There are a multitude of reasonable priors that could have been specified. We chose these three because they typify three general situations that might occur if environmental or other investigations did not identify a common cause, but of course other priors could be used. The (0.67, 1.5) prior is the most sceptical of the three (i.e., the most certain that the cases in the cluster do not have a common cause) and could be used in a situation where environmental or other investigations had all but ruled out a common cause. The (0.29, 4.0) prior could be used if environmental and other investigations raised the distinct possibility that there might be a common cause (but as yet had failed to identify one). Finally, the (0.22, 10.0) prior would only occasionally be a sensible choice (given that a common cause had not already been identified by environmental or other investigations) because it is only minimally sceptical and only specifies that SIRs > 10.0 are unlikely. We have included it because it provides a useful reference point and might occasionally be justifiable if there was a very strong suspicion of a common (but as yet unidentified) causal factor that was common to all the cases.

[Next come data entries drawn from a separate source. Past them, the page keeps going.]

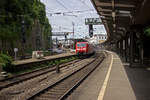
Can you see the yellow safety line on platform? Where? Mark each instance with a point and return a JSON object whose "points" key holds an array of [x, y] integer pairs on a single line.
{"points": [[103, 89]]}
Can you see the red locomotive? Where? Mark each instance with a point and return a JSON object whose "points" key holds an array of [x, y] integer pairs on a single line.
{"points": [[84, 48]]}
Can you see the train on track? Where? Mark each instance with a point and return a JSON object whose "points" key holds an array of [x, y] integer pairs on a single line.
{"points": [[84, 49]]}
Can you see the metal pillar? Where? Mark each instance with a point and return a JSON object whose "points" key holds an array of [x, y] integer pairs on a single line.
{"points": [[131, 48], [126, 48], [121, 47]]}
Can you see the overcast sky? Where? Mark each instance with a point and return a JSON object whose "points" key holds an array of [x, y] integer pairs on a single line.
{"points": [[75, 11]]}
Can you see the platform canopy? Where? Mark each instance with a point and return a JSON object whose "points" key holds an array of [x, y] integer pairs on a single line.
{"points": [[118, 15]]}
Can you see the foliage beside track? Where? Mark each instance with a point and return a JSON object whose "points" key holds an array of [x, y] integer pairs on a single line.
{"points": [[12, 15]]}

Adjustments, for silent multiple comparisons can be made within a Bayesian framework however, as per the frequentist framework, they require that the number of multiple comparisons is known. [22, 23] Empirical-Bayes adjustments for multiple comparisons are also possible,  but they require data to calculate SIRs for all of the sub-units that make up the multiple comparisons. This might be feasible if there was a cluster reported from a small geographic area and there were data available for all other similar geographic areas in the state or country (and perhaps other cancer sites and time periods). However, it is not feasible for most clusters, especially those reported from worksites or schools.

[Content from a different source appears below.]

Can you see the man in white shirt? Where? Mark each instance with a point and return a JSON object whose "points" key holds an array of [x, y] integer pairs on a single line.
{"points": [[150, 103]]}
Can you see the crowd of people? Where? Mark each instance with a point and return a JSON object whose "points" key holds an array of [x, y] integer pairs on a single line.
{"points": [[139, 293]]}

Unlike the frequentist approach, the Bayesian approach provides an alternative way of addressing the issue of multiple comparisons. The reasoning is as follows: if we regard the prior as our subjective belief or degree of uncertainty (independent of the observed and expected values) that the cases in a cluster are due to a common cause, then we could regard such a prior as taking into account the silent multiple comparisons.
Results and Discussion
Table 2 shows the adjusted confidence intervals for the Illawarra and ABC clusters for different numbers of silent multiple comparisons in the frequentist framework. The frequentist approach to silent multiple comparisons is to guess the number of silent comparisons and adjust the confidence interval accordingly. For the Illawarra cluster is it the number of other cities in Australia with a factory that produces benzene? This is about 50 and would mean that the cluster did represent a statistical excess (adjusted confidence interval of 1.16 to 7.71 does not include the null value of 1.0; adjusted p-value = 0.028). Or, should it be the number of other local government areas in Australia? This is 647 and would mean the cluster did not represent a statistical excess (adjusted confidence interval: 0.87 to 8.91, adjusted p-value = 0.304). A further consideration is whether we should adjust for other types of cancers or other time-periods.

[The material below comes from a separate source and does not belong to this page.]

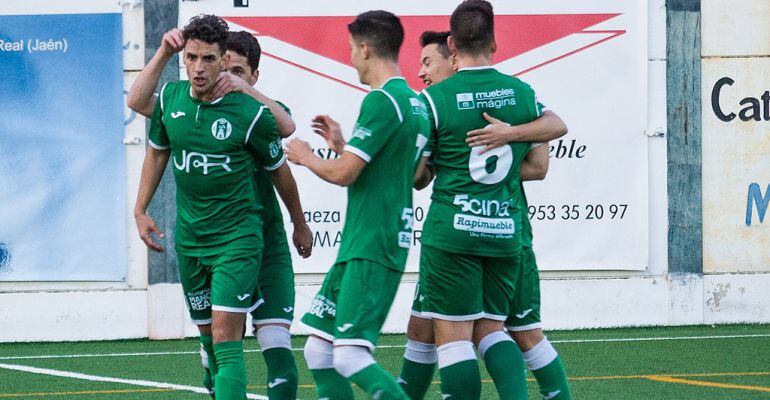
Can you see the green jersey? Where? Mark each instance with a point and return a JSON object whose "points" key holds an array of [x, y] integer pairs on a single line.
{"points": [[215, 147], [476, 205], [391, 130]]}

For the ABC cluster, the final report of the Scientific Investigation Panel adjusted for an estimated 40,000 groups of 150 women based on the size of the Australian female population 15–64 years of age.  This is not necessarily wrong, but as for the Illawarra cluster, it highlights the subjective nature of the analysis. Specifically, why not just adjust for the number of groups of 150 women in the city of Brisbane, where the workplace was located? Perhaps we should also adjust for different time periods and different types of cancer?
For our case studies, non-informative priors produced results similar to the frequentist analysis, and suggest that both clusters represented a statistical excess (Table 3). More sceptical priors (reflecting more certainty the cases in the cluster do not have a common cause) shrink the posterior mode more towards 1.0 and make it more likely that the 95% credible interval will include the null value of SIR = 1.0 (Figure 1 & Table 3). An appropriate choice for the prior is a matter of judgement and depends on the particular circumstances of the cluster.
In cases where there is a difference of opinion it is possible to use multiple priors and interpret the posterior intervals in light of the different priors. Sceptical and enthusiastic experts may still disagree about whether the cluster represents a statistical excess, but the different priors hopefully serve to make their prejudice explicit. Using multiple priors can also be a useful sensitivity analysis, and can help to show the influence of the prior. This influence is also shown by the change from the observed SIR to the posterior mean SIR. For the Illawarra cluster concern centred around a local coke by-products plant (which is a major industrial source of benzene); ambient air concentrations of benzene were estimated to have averaged 3 ppb since 1970, or about one-thousandth of the level at which leukaemia risk has been identified in occupational studies.  Arguably, a sceptical prior with 95% interval (0.67, 1.5) appropriately captures the tone of the Steering Committee's report, which all but ruled out a common cause. This gives a 95% credible interval of 0.95 to 1.84; which includes the null value of 1.0 and we would conclude that there is no statistical excess. For the ABC cluster, the Scientific Investigation Panel concluded that it was highly unlikely that the cases were caused by exposure, during work on the site, to radio frequency electromagnetic fields, extremely low frequency electromagnetic fields, ionising radiation or chemicals known or suspected to cause breast cancer.  However, the Panel was concerned that there might be an unidentified common cause related to the site because the cases were relatively young women who were long-term employees at the site. In the face of this concern, management decided to evacuate the site.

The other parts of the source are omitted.